We must, however, add our assessment of the possible effect on the problems of this case from the U.S. Supreme Court’s majority decision in Firefighters Local Union No. 1784 v. Stotts, — U.S.—, 104 S.Ct. 2576, 81 L.Ed.2d 483 (1984) which was decided after our instant case was decided in the District Court.

Concerning Stotts we have recently held in Wygant v. Jackson Board of Education, et al., 746 F.2d 1152 at 1157-1158 (6th Cir.1984):

The Supreme Court of the United States has just decided Firefighters Local Union No. 1784 v. Stotts, — U.S. —, 104 S.Ct. 2576, 81 L.Ed.2d 483 (1984), and we have considered the possible impact of this decision upon our instant appeal. We conclude that Stotts does not require any revision or change of result in the opinion above. The affirmative action plan involved in our instant case was not the product of any court order. It resulted from voluntary decisions in the collective bargaining process between the school board and the bargaining agent for the teachers. We do not read Stotts as barring this form of affirmative action.
The majority opinion in Stotts specifically declined to decide the issue with which we are confronted. It said:
Finally, the Court of Appeals was of the view that the District Court ordered no more than that which the City unilaterally could have done by way of adopting an affirmative action program. Whether the City, a public employer, could ‘have taken this course without violating the law is an issue we need not decide. The fact is that in this case the City took no such action and that the modification of the decree was imposed over its objection.

— U.S. at —, 104 S.Ct. at 2590 (footnote omitted).

Nor does the Stotts case overrule United Steelworkers v. Weber, 443 U.S. 193 [99 S.Ct. 2721, 61 L.Ed.2d 480] (1979). This prior Supreme Court decision was relied upon by the District Court in this case. In United Steelworkers v. Weber, the Supreme Court declined to “condemn all private, voluntary, race-conscious affirmative action plans.” 443 U.S. at 208 [99 S.Ct. at 2729].

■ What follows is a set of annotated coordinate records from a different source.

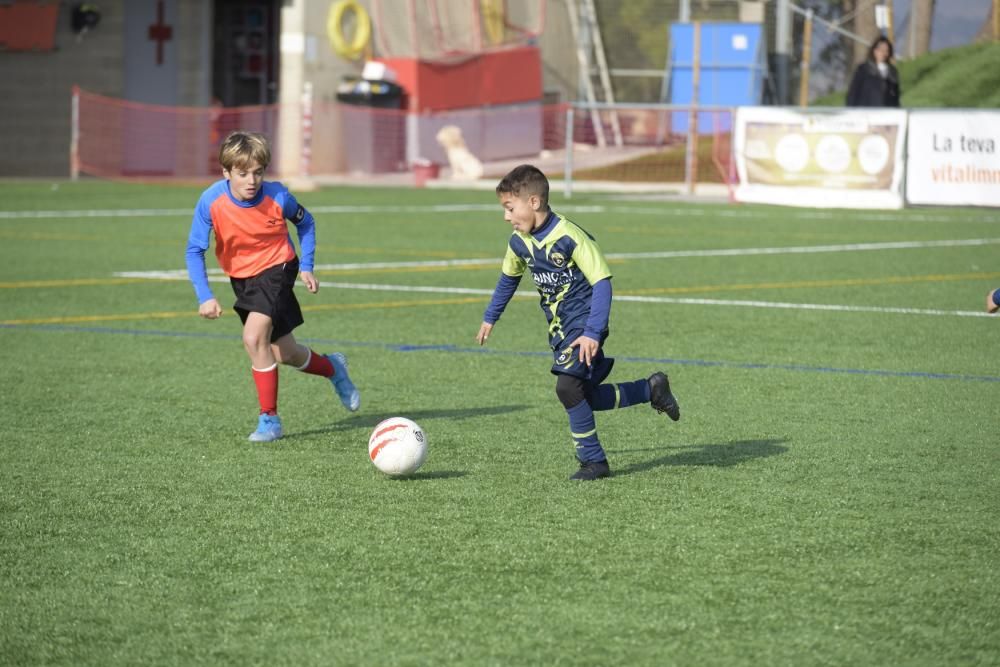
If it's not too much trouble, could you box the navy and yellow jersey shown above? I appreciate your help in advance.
[501,211,611,347]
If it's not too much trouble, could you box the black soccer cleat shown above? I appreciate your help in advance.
[649,372,681,421]
[570,461,611,482]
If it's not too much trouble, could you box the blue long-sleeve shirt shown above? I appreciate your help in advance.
[185,179,316,303]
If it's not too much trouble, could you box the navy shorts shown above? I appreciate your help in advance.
[551,333,615,385]
[229,259,305,343]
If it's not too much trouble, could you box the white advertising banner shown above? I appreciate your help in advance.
[734,107,907,208]
[906,110,1000,206]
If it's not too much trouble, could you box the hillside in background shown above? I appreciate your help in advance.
[810,42,1000,108]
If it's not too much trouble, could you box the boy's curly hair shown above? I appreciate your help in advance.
[497,164,549,208]
[219,130,271,171]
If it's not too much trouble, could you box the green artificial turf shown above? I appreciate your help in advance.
[0,182,1000,666]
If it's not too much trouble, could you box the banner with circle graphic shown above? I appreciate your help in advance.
[733,107,907,208]
[906,109,1000,206]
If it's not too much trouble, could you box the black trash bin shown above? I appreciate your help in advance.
[337,77,406,174]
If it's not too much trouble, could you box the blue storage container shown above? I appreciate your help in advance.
[663,23,767,134]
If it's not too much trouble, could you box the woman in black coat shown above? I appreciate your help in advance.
[847,37,899,107]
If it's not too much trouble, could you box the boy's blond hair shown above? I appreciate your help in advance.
[219,130,271,171]
[497,164,549,208]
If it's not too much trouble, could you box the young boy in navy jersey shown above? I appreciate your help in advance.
[476,164,681,480]
[186,132,361,442]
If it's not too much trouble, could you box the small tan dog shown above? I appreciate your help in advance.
[436,125,483,181]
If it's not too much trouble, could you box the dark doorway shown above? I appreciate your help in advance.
[212,0,281,107]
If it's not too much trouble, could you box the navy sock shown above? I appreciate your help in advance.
[587,380,649,410]
[566,401,607,463]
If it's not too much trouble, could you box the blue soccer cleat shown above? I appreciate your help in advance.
[326,352,361,412]
[250,414,282,442]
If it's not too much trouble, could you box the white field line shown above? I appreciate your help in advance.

The Detroit Fire Department’s and Civil Service Department's actions in our instant case represent another “all voluntary race-conscious affirmative action plan.”

Unlike our Wygant case, it was not, however, achieved in the collective bargaining process. Another distinction between our instant case and Wygant is that here we deal with a remedy applied voluntarily by a public employer at the point of hiring. Thus contrary to the facts of Stotts, no employees with vested seniority rights were deprived of them.

This court holds that against the long history of the patent racially discriminatory hiring record of the Detroit Fire Department “the voluntary race-conscious affirmative action plan” of the Detroit Fire Department and Civil Service Commission after 1972 did not violate any applicable federal constitutional or statutory provision.

The judgment of the District Court is affirmed.